While the stage was being set for the agreement the army announced it had thwarted an attempted coup designed to derail the negotiations. It is evident that the nature of the formations envisaged would continue to ensure a prominent role for the army and one expressed fear among the pro-democracy elements is that Sudan might go Egypt’s way with pro-democracy elections overturned by the army and an autocratic military dictatorship getting installed. The fact that Gen. Abdel-Fattah Burhan had made his first foreign visit, after taking power, to meet Egyptian strongman General Sissi had been noted and raised some eyebrows. Pro-democracy demonstrators had been specifically warning that Egypt should not interfere in Sudanese politics.

Sudan’s economy too has taken a beating in the past years with cash shortages and long queues at bakeries and petrol stations. Analysts have blamed the crisis on economic mismanagement, corruption, and the impact of U.S. sanctions, as well as the loss of oil revenue when South Sudan seceded in 2011. In October 2017, the United States lifted some trade and economic sanctions on Sudan. But as Sudan remained on the USA’s list of countries sponsoring terrorism it could not avail of debt relief and financing from international lenders.

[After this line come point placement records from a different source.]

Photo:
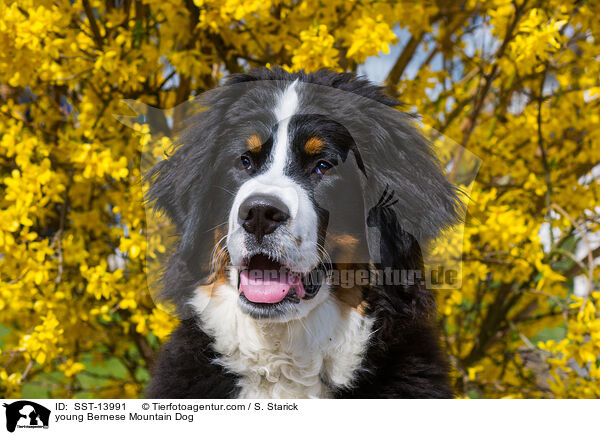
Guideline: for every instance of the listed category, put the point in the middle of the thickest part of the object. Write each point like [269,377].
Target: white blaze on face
[296,241]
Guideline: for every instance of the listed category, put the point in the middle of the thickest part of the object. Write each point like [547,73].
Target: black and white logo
[25,414]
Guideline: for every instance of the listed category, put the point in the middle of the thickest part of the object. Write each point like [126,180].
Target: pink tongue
[269,288]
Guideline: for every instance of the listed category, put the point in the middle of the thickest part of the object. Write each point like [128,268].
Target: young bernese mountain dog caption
[302,203]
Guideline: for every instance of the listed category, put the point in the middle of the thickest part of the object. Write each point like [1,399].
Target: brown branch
[93,24]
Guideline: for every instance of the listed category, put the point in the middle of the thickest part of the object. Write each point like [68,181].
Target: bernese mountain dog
[297,197]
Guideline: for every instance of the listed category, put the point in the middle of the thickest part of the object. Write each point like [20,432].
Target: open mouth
[268,285]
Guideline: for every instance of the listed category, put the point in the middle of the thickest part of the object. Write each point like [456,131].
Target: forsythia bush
[514,81]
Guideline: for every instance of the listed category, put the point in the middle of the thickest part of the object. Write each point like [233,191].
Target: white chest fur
[296,359]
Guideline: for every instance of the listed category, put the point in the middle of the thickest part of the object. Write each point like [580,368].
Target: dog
[284,181]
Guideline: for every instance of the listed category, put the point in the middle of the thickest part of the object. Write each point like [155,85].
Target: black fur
[404,358]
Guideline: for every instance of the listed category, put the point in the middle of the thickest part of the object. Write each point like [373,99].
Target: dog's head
[285,177]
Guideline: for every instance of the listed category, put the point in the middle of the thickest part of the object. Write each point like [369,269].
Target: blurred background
[515,82]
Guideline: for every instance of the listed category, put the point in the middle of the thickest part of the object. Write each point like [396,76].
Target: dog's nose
[261,215]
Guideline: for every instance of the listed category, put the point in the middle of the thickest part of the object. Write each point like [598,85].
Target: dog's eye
[246,162]
[322,167]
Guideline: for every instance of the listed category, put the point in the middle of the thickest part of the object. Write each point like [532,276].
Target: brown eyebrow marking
[313,146]
[254,143]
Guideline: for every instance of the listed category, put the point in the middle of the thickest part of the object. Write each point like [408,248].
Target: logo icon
[26,414]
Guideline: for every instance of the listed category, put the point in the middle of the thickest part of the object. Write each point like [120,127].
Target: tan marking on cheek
[218,263]
[254,143]
[313,146]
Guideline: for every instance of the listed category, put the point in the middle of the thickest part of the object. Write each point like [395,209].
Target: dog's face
[277,225]
[274,194]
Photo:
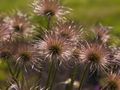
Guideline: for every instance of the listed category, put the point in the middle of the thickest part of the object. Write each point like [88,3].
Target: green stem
[73,76]
[83,77]
[54,76]
[49,75]
[49,20]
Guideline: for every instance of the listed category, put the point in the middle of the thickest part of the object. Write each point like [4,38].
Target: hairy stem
[49,74]
[84,75]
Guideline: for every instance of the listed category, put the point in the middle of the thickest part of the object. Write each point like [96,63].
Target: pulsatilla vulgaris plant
[61,58]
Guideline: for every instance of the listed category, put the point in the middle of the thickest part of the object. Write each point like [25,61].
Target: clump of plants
[61,55]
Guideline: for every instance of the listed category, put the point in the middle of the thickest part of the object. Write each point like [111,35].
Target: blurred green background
[87,12]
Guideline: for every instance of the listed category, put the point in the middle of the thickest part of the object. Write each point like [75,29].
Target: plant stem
[54,75]
[73,75]
[49,74]
[49,20]
[83,77]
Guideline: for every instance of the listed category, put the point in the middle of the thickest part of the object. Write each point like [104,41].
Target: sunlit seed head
[111,82]
[54,46]
[69,31]
[94,57]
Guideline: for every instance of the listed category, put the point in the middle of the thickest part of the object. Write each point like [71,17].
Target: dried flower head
[50,8]
[111,82]
[26,54]
[53,46]
[95,54]
[19,25]
[102,33]
[69,31]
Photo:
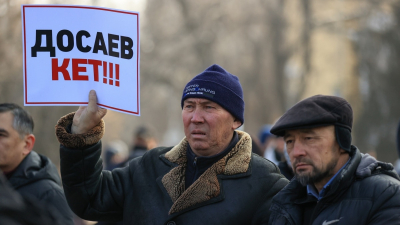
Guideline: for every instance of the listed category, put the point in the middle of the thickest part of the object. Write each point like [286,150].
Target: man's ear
[29,143]
[236,124]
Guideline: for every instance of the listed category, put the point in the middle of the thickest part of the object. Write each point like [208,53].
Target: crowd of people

In April 2019 Saudi Arabia and the UAE agreed to send Sudan $3 billion worth of aid making it the first publicly announced assistance from Gulf states in several years. The two Gulf Arab countries were to deposit $500 million with the Sudanese central bank and send the rest in the form of food, medicine and petroleum products.

But the question remains whether the arrangement now agreed to would persuade the USA to lift the listing of Sudan as a state sponsor of terrorism making it possible for any new dispensation to tap into international lenders and donors. If this does not happen the economic stagnation and ensuring hardship might lead to further unrest and a possible future standoff between the army and the pro-democracy elements even before the new deal has begun to show any effective results in ensuring democracy and stability in Sudan.